The Two Noble Kinsmen is a comedy widely held to be written by William Shakespeare and John Fletcher. It is adapted from a tale by Chaucer, and concerns the misadventures of two cousins, Palamon and Arcite, who are captured as prisoners of war. In jail, the two see the fair Emilia out of their cell window, and both fall madly in love with her, which leads to a bitter rivalry between the once inseparable cousins. Theseus, the lord who captured them, lets Arcite go while Palamon remains prisoner. But the jailer's daughter has fallen in love with Palamon and lets him go, hoping that that will convince him to love her back. Hilarity Ensues.
Tropes present in this work include:
- Aw, Look! They Really Do Love Each Other: Multiple times between Palamon and Arcite.
- First Girl Wins: Really, First Guy Wins.
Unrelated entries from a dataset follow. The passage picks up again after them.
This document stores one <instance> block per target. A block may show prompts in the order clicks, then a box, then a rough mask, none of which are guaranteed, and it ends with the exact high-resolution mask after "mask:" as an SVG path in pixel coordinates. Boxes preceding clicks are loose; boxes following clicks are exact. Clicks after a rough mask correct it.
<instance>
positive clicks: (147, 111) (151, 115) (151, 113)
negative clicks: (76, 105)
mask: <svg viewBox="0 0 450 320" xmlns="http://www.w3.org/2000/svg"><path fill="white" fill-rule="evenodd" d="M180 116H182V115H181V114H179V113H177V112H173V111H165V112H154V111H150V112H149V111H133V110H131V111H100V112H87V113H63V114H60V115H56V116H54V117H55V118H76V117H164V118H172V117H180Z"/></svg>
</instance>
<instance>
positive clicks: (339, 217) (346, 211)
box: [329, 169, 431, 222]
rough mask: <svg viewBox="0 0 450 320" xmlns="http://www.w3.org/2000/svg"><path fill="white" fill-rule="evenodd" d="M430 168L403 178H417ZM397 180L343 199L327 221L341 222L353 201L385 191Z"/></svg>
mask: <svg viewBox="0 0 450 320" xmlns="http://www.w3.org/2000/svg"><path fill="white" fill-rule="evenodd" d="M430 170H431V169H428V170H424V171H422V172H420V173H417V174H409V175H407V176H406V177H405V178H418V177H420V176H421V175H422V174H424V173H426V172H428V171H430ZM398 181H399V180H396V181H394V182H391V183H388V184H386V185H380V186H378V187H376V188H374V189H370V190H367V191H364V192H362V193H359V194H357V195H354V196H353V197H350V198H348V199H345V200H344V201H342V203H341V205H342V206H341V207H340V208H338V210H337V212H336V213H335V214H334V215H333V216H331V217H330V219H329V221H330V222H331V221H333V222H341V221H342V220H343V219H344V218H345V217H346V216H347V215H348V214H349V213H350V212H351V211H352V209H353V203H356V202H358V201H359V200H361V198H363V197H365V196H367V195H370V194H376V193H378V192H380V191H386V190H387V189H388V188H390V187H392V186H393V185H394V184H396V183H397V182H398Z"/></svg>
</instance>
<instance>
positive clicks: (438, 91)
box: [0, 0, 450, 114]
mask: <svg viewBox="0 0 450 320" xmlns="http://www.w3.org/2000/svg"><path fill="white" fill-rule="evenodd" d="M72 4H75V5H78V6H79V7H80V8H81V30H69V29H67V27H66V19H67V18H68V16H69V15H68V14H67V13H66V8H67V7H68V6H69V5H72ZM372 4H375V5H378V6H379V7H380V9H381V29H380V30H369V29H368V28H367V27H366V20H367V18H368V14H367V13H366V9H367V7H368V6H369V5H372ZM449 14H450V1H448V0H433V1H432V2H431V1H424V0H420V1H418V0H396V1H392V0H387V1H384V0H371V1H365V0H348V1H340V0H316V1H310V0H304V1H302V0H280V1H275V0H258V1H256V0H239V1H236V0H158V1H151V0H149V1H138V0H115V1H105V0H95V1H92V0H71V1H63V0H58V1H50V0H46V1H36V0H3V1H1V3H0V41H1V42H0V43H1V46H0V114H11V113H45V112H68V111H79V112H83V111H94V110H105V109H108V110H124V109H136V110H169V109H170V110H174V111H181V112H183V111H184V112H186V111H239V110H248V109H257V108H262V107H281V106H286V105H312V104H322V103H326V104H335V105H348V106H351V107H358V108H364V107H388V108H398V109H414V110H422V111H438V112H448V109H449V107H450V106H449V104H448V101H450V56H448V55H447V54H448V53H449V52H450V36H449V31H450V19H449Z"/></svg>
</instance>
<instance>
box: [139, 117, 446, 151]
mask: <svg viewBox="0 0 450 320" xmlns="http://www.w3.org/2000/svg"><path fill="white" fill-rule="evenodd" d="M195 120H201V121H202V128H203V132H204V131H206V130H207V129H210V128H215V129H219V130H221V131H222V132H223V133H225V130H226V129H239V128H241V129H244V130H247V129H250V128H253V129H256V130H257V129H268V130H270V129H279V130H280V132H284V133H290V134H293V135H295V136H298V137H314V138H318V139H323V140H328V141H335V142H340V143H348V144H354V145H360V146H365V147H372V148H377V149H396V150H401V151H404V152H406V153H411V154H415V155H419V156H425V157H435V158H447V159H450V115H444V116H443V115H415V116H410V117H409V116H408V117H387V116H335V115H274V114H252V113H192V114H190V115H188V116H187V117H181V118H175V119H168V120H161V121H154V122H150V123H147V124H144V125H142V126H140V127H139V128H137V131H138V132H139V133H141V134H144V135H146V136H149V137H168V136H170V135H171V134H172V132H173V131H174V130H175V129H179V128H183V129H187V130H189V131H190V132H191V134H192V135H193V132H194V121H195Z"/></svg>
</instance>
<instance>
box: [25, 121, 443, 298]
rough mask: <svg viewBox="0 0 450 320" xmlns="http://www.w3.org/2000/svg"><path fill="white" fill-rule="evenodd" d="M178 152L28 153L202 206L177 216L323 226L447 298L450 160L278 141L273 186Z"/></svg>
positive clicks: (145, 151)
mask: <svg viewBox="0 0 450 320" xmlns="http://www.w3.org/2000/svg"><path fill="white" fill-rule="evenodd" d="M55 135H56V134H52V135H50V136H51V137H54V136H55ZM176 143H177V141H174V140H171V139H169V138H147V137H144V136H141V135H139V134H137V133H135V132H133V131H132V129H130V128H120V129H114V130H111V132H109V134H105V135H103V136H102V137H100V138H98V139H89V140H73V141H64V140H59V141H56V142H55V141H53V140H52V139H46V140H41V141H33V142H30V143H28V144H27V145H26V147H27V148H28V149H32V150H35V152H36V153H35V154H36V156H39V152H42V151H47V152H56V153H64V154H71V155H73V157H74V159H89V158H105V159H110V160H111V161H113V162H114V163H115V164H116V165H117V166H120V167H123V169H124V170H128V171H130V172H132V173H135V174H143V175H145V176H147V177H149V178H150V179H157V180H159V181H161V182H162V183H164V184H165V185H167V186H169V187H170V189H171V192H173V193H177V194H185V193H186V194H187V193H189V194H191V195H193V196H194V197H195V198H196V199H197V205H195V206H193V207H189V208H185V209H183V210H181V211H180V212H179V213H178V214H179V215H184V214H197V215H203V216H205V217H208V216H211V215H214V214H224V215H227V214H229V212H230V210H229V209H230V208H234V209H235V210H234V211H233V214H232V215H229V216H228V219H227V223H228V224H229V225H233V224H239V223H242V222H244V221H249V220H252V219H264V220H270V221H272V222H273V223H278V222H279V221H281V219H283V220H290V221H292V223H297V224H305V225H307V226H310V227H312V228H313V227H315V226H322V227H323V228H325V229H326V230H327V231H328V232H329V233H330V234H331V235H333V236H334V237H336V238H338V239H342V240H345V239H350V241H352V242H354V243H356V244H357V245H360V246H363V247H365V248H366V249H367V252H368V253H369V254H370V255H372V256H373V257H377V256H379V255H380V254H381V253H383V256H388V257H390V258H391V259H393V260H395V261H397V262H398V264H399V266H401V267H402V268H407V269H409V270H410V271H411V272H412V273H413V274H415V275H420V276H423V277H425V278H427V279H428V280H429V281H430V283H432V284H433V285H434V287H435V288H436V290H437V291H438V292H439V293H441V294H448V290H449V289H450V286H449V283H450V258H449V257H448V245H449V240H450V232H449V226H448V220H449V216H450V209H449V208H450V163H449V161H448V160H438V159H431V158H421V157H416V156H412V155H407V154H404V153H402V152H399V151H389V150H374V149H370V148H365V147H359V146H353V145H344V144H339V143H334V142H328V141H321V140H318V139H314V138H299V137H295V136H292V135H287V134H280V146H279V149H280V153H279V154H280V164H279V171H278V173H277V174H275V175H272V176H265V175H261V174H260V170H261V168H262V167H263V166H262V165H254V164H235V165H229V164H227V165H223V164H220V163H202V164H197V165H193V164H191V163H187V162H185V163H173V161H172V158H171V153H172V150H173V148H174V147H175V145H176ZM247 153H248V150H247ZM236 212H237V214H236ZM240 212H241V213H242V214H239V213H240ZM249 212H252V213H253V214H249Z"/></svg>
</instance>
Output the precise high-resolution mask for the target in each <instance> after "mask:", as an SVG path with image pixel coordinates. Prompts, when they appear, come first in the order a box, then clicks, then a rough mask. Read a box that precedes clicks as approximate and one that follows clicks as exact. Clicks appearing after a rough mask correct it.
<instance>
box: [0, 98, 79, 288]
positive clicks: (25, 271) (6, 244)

Palamon claims "I saw her first" as justification for why he has more right to Emilia than Arcite does, and in the twist ending, his claim is vindicated.
- Know-Nothing Know-It-All: The doctor's proposed cures for the Jailer's Daughter's delusions are unorthodox to say the least.
- Love Triangle: There's the main one of Emilia, Palamon, and Arcite, and there's also a secondary quadrangle of sorts with The Jailer's Daughter, Palamon, Emilia, and the Wooer.
- Murder the Hypotenuse: Averted. Arcite dies from an injury unrelated to the battle between him and Palamon.
- Vitriolic Best Buds: Palamon and Arcite.